He pulled himself through the window until he could sit on the sill, then carefully pulled leg one through, then the other. He knew he was starting to put on weight—he could exercise and limit carbs all he wanted, but he was getting older, and your metabolism naturally slowed down—but at least he wasn’t so chubby that he couldn’t squeeze through the window. Not that it wasn’t a tight fit. He made sure to close the window after him on the off chance Roan broke the door down.

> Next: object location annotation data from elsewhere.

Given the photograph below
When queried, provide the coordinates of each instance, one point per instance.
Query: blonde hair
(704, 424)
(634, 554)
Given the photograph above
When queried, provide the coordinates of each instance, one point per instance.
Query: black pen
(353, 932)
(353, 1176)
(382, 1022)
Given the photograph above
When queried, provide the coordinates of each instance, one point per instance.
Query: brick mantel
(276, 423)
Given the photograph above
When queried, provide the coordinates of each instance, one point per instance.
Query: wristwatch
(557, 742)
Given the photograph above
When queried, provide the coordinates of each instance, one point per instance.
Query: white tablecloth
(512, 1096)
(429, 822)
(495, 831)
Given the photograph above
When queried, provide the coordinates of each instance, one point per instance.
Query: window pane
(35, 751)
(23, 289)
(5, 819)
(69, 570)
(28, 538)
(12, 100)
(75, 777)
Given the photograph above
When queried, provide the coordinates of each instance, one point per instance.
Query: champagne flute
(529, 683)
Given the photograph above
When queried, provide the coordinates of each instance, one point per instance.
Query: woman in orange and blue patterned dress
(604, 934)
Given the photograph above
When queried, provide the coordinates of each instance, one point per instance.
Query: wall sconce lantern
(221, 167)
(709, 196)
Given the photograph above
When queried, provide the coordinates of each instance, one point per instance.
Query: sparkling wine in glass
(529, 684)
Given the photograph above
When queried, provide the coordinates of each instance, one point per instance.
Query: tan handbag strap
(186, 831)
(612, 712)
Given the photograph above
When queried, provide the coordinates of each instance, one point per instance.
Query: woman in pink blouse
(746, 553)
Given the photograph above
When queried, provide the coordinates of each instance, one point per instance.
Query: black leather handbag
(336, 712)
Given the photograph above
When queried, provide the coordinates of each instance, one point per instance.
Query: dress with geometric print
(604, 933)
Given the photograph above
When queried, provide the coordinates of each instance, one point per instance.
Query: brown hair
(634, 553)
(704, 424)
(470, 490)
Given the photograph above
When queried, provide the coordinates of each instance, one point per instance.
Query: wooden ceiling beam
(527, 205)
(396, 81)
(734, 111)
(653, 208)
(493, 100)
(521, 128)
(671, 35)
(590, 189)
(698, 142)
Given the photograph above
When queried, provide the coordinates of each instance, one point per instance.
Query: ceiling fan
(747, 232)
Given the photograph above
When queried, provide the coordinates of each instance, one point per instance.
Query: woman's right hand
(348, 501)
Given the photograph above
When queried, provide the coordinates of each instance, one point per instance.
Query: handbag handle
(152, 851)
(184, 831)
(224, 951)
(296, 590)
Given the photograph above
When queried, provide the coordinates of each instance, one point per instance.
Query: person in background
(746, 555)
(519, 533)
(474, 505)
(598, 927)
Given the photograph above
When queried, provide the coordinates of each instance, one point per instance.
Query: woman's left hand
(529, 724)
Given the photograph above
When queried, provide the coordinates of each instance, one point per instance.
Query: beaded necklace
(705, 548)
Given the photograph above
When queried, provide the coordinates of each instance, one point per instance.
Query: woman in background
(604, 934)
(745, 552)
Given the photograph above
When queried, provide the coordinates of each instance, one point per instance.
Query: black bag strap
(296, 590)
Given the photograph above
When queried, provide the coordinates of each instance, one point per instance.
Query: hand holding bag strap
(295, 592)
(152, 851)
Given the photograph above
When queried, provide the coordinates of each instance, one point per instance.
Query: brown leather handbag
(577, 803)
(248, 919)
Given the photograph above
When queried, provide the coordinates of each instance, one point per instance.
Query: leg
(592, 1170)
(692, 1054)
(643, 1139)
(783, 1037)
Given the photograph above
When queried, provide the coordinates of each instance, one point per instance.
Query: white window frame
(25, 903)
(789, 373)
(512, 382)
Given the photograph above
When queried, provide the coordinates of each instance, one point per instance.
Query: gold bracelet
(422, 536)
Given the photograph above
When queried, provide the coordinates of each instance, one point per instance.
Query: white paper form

He jumped down to the backyard, which wasn’t a proper yard at all, just barren scrub land eventually defined by a chain-link fence that glimmered silver on the horizon like a mirage. The sky was starting to lighten, the sun coming up somewhere out of his view, and already the cool bite of morning was starting to warm. It would be an insanely hot day, so Holden hoped to be far from here before afternoon could roast him alive. At least it would be a good day for burning.
The shed was an extra big garden shed with peeling green and white paint that couldn’t have looked more out of place in this landscape. Since obviously no one was gardening out here, what could possibly be in it? He had a sinking feeling that it probably held something sinister.
As he was walking toward it, he spotted movement out of the corner of his eye and saw a guy who was crouching beside the house, holding a rifle. His head was turned toward the house, as if he was listening for Roan, so Holden saw him first. He’d raised the Glock by the time the guy finally noticed him, doing the slightest double take, and he could see the curiosity in his eyes: What’s the whore doing out here? But he didn’t let the confusion stop him from swinging the rifle around and taking aim at him.
But he didn’t have a chance, as Holden had him in his sights the whole time. He pulled the trigger first, and the guy, who was dressed in all-black clothing and had one gay-ass bushy mustache, jolted as he was hit and sprawled on his back on the ground. Holden walked over to him and didn’t bother to see where the bullet had hit, he just saw the guy was wide eyed and staring up at him as Holden took his rifle away and slung it over his shoulder. “How many more of you are there?” When the guy didn’t answer right away, Holden kicked him in the leg.
“I dunno! Some guys took off, took the car. Is it still alive?”
“Alive, angry, probably about to come outside to see where its prey went. I’d find somewhere to hole up if I were you.”
He was breathing hard through his mouth, panting. He had a hand over his stomach, and blood was seeping through his fingers. Having been stabbed in the stomach, Holden knew how much that hurt. “This was a setup.”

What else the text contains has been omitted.